Flood argues that the three-level enhancement imposed by the District Court pursuant to U.S.S.G. § 3Bl.l(b) for his managerial role in the marijuana conspiracy was improper on the grounds that he did not actually “manage” the conspiracy and that he did not claim a right to higher profit than other members.2 Although Flood was not in a strict sense superior to the other conspirators, his role in the offenses was not equal to the others. The record indicates that Flood bore a central role in the operation of the conspiracy, and was the only conspirator that was situated such that he could act as a coordinator and organizer of the operation. Flood had the connections to the marijuana suppliers: it was he—not his local partners—who communicated with the distributors. The hub of the drug trafficking operation was Flood’s own home: as a result, it was Flood who commanded the couriers on when and how to make deliveries, effectively managing and controlling important participants in the operation. See United States v. Katora, 981 F.2d 1398 (3d Cir.1992) (holding that the District Court must find that defendant exercised control of at least one other person to warrant three-level enhancement). Accordingly, even though Flood did not receive a higher profit for his role in the offense, we agree with the District Court that the leadership and supervision he exercised warranted the three-level enhancement.
F.
Finally, Flood claims that the District Court abused its discretion when it added two points to his criminal history score based on his 1996 California conviction. He claims that he did not freely and voluntarily waive his right to representation during these proceedings, and thereby objects to the District Court’s use of the conviction for the purpose of enhancing his criminal history score. Specifically, he asserts that the probation officer failed to procure the official court records concerning that conviction in order to determine *216whether or not he was represented by counsel. Further, he challenges the District Court’s placement of the burden of production with respect to the representation issue on him, calling it “burden-shifting.”

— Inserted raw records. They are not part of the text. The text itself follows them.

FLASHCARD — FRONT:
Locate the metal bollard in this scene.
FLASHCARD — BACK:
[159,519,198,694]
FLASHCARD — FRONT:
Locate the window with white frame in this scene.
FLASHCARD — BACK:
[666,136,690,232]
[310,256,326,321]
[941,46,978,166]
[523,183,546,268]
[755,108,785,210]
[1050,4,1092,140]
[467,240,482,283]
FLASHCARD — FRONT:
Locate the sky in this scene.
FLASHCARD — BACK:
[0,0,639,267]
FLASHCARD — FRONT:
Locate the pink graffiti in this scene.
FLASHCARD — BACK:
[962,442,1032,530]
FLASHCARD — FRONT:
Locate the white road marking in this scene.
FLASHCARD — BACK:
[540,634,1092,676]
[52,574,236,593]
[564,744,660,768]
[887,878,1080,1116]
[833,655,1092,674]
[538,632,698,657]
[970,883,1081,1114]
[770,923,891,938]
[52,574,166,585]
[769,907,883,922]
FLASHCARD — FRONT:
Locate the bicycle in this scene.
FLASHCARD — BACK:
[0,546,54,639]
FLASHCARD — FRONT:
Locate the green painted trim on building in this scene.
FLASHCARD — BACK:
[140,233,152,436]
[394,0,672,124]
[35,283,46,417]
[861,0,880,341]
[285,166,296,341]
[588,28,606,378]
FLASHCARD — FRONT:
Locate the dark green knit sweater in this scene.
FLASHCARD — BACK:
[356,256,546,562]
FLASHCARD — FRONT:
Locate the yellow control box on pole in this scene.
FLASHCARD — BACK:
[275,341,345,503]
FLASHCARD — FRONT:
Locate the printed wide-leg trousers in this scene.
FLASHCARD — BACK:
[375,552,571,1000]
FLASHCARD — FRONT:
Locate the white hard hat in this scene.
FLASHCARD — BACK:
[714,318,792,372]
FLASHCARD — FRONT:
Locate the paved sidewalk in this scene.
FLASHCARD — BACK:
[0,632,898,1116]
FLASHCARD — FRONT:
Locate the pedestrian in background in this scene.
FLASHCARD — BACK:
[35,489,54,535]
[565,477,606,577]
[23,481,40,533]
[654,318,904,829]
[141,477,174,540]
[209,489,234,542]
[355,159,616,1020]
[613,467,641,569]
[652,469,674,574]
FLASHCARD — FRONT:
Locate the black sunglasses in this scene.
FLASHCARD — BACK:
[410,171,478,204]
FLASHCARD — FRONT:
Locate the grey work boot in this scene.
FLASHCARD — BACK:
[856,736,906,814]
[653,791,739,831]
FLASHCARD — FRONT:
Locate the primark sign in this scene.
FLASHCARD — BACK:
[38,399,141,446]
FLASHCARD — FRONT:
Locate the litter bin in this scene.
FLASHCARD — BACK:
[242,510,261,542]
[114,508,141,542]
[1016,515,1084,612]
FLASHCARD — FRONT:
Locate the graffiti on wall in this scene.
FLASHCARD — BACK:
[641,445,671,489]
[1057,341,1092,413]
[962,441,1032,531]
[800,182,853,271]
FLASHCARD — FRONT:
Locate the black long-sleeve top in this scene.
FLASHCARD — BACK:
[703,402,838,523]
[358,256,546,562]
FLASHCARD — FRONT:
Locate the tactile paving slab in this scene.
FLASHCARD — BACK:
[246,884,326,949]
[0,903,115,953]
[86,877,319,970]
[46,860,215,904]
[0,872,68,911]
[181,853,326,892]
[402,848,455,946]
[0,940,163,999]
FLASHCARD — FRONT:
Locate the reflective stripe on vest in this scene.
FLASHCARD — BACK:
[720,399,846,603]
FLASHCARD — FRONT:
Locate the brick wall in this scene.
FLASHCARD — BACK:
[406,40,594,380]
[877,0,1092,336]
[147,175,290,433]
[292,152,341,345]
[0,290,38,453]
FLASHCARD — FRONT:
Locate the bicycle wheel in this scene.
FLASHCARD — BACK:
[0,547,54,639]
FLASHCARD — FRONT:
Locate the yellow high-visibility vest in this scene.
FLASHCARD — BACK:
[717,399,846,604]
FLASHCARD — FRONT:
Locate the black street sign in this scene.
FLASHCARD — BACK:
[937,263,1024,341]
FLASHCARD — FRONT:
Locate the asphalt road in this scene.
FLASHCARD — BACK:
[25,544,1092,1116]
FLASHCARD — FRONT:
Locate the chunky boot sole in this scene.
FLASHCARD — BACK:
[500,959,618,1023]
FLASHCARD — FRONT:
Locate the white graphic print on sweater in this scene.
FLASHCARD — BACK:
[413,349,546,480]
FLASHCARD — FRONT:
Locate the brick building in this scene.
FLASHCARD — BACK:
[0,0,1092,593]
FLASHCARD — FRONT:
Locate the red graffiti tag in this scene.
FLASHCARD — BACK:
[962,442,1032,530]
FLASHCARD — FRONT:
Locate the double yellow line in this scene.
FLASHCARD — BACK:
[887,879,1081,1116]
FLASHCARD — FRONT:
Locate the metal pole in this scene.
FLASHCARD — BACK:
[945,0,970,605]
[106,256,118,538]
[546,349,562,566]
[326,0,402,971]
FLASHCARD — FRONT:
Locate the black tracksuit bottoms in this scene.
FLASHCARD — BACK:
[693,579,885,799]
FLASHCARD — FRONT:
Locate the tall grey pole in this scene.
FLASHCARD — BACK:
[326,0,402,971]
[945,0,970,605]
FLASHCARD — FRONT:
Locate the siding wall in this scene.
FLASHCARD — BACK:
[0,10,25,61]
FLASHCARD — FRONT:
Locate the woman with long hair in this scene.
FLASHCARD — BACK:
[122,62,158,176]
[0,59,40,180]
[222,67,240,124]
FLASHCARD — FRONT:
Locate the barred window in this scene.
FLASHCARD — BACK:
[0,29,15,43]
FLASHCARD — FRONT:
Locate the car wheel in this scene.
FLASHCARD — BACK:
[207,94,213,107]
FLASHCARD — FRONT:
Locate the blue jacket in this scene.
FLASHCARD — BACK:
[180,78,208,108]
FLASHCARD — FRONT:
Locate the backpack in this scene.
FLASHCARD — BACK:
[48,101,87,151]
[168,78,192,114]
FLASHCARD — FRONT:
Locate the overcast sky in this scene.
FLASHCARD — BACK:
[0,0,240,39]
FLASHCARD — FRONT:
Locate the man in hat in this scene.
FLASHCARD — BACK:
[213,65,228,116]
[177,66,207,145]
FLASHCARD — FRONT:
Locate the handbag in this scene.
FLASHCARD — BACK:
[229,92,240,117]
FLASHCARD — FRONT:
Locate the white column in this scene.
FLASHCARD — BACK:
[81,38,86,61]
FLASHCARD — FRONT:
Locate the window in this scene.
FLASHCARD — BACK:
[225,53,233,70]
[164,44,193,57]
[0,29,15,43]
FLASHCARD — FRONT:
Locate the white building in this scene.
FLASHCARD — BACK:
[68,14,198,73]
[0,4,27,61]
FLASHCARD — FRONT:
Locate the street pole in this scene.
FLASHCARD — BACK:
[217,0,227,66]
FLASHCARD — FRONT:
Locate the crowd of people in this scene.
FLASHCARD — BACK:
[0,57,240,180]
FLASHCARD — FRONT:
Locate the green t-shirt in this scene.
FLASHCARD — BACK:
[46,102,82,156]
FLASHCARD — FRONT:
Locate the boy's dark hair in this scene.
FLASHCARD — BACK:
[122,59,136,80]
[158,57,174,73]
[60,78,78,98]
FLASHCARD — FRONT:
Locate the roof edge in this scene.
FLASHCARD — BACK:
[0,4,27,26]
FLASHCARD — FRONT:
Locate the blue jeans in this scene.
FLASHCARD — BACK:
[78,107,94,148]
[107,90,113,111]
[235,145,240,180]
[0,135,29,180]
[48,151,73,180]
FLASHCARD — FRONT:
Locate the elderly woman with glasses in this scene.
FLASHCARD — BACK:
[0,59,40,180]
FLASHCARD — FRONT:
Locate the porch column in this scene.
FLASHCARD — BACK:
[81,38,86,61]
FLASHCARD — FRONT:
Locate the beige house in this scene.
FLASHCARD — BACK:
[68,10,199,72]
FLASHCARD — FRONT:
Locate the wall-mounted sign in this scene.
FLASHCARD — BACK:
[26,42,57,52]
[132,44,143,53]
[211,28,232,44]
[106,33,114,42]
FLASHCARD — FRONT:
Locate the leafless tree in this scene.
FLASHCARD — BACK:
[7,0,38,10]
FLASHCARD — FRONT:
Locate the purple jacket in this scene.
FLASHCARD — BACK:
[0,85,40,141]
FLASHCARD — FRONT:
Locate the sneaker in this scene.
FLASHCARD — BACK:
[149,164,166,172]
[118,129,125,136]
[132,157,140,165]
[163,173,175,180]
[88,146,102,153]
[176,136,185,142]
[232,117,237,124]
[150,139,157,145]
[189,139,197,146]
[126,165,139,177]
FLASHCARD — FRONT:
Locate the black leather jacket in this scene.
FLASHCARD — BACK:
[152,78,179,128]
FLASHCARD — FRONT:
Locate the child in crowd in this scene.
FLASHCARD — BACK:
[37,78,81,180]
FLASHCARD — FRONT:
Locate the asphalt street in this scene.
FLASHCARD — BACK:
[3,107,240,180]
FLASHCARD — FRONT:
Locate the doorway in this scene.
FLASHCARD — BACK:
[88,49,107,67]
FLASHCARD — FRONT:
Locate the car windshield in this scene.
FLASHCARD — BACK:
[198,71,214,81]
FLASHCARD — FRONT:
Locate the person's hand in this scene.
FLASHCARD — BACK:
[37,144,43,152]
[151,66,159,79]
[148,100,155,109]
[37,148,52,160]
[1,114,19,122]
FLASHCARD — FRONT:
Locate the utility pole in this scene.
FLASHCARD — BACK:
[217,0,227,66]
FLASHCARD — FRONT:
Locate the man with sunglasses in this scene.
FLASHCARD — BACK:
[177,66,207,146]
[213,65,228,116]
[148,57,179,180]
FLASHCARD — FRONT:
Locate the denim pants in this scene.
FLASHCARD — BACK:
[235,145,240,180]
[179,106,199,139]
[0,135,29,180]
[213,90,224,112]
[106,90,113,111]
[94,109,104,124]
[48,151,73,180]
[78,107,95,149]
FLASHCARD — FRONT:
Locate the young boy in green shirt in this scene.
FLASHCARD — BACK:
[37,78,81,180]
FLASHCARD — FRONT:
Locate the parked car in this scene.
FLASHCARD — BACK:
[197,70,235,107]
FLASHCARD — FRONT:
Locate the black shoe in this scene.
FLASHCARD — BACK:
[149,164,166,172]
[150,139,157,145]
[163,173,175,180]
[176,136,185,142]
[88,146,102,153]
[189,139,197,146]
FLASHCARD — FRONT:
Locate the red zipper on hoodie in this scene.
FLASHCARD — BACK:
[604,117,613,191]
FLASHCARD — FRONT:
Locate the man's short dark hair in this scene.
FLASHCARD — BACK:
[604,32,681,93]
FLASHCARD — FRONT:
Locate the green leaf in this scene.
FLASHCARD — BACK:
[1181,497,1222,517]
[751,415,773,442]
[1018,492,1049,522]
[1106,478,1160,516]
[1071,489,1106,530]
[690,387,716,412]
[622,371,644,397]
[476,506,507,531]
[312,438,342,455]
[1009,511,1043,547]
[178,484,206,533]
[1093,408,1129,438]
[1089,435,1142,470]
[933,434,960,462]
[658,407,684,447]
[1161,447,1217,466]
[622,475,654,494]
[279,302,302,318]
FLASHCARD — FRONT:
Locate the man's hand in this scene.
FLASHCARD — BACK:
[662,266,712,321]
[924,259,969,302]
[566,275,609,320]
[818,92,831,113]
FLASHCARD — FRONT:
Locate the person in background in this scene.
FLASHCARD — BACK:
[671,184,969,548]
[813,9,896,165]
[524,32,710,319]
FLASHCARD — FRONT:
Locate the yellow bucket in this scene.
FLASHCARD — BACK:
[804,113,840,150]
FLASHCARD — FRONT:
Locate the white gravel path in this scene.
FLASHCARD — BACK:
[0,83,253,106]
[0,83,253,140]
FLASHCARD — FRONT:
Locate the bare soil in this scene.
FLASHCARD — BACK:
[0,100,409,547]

We find that the District Court properly placed the burden of showing the conviction to be invalid on Flood. United States v. Jones, 332 F.3d 688, 697-98 (3d Cir.2003). While Flood objects to the District Court’s reliance on Jones, he does not provide any basis for this objection other than the disparity in resources between the Government and himself. An allegation of disparity in resources is not enough to overcome the strong presumption that the prior plea was valid. Accordingly, we uphold the District Court’s enhancement of Flood’s criminal history score based on his 1996 California conviction.
IV.
For the foregoing reasons, we affirm judgment of the District Court as to both Flood’s conviction and his sentence.
. This was the third anticipatory search warrant that Trooper Schaefer obtained. He also applied for warrants on the two previous shipments, but because the shipments did not make it to Flood's residence, they were never "triggered.”
. Flood also argues that because there were not five other members of the conspiracy, the enhancement cannot be applied. Since five individuals were either convicted or pled guilty in connection with the conspiracy, this argument is meritless.